The 436XDE’s picture processing, meanwhile, comes courtesy of the latest generation of Pioneer’s PureDrive II engine. This comprises all manner of image trickery, including MPEG noise reduction (for cleaning up the blockiness seen on weaker digital TV broadcasts), multiple contrast boosting measures, and a ‘3D Y/C’ filter aimed at improving clarity and sharpness.

There’s a new ‘I-Clear Drive’ technology, too, which Pioneer has developed to make colour gradations more subtle and, as a result, pictures look more layered and three-dimensional.

We could go on for hours about everything else the 436XDE has to offer, but for the sake of your sanity and our servers, we’ll restrict ourselves to just a couple more points.
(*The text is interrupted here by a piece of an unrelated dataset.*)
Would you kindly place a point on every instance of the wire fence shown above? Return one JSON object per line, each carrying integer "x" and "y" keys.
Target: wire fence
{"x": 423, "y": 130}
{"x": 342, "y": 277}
One is that the set has the facility to have its picture settings configured according to Image Science Foundation picture calibration guidelines (provided you can be bothered to find someone qualified to do the job).

Also, the set is extremely rare in today’s TV market in that it’s compatible with the up and coming 1080p high definition picture format. In case you’re not familiar with it, 1080p goes a step further than the AV world’s high-def ‘standards’ of 720p and 1080i. And it has become a hot potato since Sony announced 1080p output for both its Playstation 3 games console and Blu-ray high definition DVD players.

With so many features to cover, the 436XDE hasn’t left us with much room to discuss its performance. But actually we could make do with just two words: simply breathtaking…

Starting with its colours, we found outrageously rich, vibrant saturations, endlessly subtle blends, and tones that remain completely natural – even with people’s skin colouring – at all times.

Also impressive is the 436XDE’s rendition of black, helping give TV shows and especially films a striking sense of depth. In this regard the plasma 436XDE embarrasses many of the current LCD fraternity, which tend to suffer with dark areas that are obscured by a sort of flattening grey mist.